Study will determine feasibility of I-81 expansion plan in Pa.

April 23, 2002|BY STACEY DANZUSO

CHAMBERSBURG, Pa. - A $2 million study will determine the feasibility of widening Interstate 81 to six lanes from the Maryland/Pennsylvania state line to north of Harrisburg, Pa.

The Pennsylvania Department of Transportation recently signed a contract with a Philadelphia-based consultant to begin the 24-month study.

The study will evaluate the potential of widening the existing four-lane highway to six lanes, focusing on widening within the existing right-of-way and lengthening acceleration/deceleration lanes, said State Sen. Terry Punt, R-Franklin.

"The first phase of the study involves traffic studies, engineering and an environmental inventory of the corridor and development of a regional advisory committee to gain input on the project," Punt said.


The environmental overview will address air quality, wetlands, regional growth, noise and traffic.

Punt announced last May that PennDOT committed to widening the heavily traveled highway, in keeping with plans in Maryland, West Virginia and Virginia to expand parts of I-81 in those states.

The project will encompass 77 miles of highway from the Maryland/Pennsylvania boarder to Pa. 581south of Harrisburg, where it already is six lanes, and from the Interstate 83 interchange in Dauphin County to the Interstate 78 interchange in Lebanon County.

The key arguments for widening the highway are traffic volume and safety.

With anywhere from 40,000 to 80,000 vehicles traveling on I-81 in Pennsylvania daily, the interstate is the second-most traveled north-south highway in the East. Only Interstate 95 is busier.

Punt said motorists won't notice any physical activity during the study other than some traffic counters.

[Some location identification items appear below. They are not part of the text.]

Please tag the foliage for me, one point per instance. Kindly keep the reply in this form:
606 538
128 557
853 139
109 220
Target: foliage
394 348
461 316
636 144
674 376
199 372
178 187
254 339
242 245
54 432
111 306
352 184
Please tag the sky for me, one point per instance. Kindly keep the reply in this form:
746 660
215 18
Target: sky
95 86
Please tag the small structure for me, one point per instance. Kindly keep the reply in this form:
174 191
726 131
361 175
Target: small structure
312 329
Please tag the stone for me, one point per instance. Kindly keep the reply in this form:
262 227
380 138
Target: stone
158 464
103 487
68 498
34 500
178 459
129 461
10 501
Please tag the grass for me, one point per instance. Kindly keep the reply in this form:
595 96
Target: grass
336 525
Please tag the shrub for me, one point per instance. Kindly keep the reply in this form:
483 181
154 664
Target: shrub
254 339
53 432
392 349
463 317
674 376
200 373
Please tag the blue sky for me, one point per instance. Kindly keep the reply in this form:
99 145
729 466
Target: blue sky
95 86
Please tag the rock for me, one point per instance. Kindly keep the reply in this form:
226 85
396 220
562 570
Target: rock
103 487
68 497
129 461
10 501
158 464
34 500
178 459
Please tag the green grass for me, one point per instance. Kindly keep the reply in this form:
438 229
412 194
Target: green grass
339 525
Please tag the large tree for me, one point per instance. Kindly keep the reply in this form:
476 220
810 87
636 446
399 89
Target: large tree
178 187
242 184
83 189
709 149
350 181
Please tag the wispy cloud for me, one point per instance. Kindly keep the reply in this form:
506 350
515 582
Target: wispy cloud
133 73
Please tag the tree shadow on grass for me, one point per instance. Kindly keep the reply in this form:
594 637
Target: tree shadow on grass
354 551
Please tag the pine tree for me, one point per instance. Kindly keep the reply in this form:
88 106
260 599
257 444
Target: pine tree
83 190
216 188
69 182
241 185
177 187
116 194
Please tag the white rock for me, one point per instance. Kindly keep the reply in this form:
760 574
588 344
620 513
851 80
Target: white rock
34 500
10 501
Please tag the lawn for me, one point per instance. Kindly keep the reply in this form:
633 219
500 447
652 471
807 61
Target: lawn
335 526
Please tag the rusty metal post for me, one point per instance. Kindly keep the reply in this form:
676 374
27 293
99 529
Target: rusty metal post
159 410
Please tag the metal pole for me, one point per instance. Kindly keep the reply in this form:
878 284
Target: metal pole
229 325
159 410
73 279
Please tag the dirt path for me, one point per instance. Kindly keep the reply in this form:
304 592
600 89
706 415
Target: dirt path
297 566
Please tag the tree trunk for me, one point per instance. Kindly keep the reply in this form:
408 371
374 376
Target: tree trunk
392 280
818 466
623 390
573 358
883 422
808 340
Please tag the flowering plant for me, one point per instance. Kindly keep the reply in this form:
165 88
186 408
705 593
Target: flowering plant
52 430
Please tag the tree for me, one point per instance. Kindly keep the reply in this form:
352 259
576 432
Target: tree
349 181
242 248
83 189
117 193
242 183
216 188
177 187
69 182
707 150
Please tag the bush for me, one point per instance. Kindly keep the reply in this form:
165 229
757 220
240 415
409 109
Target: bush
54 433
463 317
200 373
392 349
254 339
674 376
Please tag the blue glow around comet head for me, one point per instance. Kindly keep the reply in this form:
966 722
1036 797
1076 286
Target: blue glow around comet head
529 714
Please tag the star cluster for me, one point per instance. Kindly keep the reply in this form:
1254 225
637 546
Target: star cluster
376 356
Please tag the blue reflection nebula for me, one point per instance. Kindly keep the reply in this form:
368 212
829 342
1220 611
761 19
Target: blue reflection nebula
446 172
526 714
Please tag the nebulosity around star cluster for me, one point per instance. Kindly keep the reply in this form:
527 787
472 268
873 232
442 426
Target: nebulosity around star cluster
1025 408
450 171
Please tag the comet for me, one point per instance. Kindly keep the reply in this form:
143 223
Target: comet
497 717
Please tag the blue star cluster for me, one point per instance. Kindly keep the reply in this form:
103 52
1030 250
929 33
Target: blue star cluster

"We're really gathering and assembling information we need to move into the next phase, which is engineering and design," he said.

It will be several years before Franklin County residents see any construction.

"The best-case scenario is five years," Punt said.

Construction could take eight or nine years depending on what the study determines, Punt said.

The cost of the project is estimated at $400 million to $600 million, paid for with state and federal funds.

Punt said the actual price tag won't be available until after the engineering and design work.

PennDOT Spokesman Greg Penny said the current contract is significant because the agency wasn't even considering widening the highway until last year.

"Our focus was to preserve or fix existing roadways," Penny said. "Sen. Punt really pushed to get the feasibility study under way and to get a handle on how much it will cost."

A Web site updating the study will be established within the next couple of months to keep the public informed on the progress, Penny said.

Public meetings likely won't begin until the fall because of the amount of information to be collected and analyzed, Punt said.

PennDOT selected DMJM & Harris, a Philadelphia engineering company, to perform the study. Other firms will assist with the traffic analysis and environmental overview.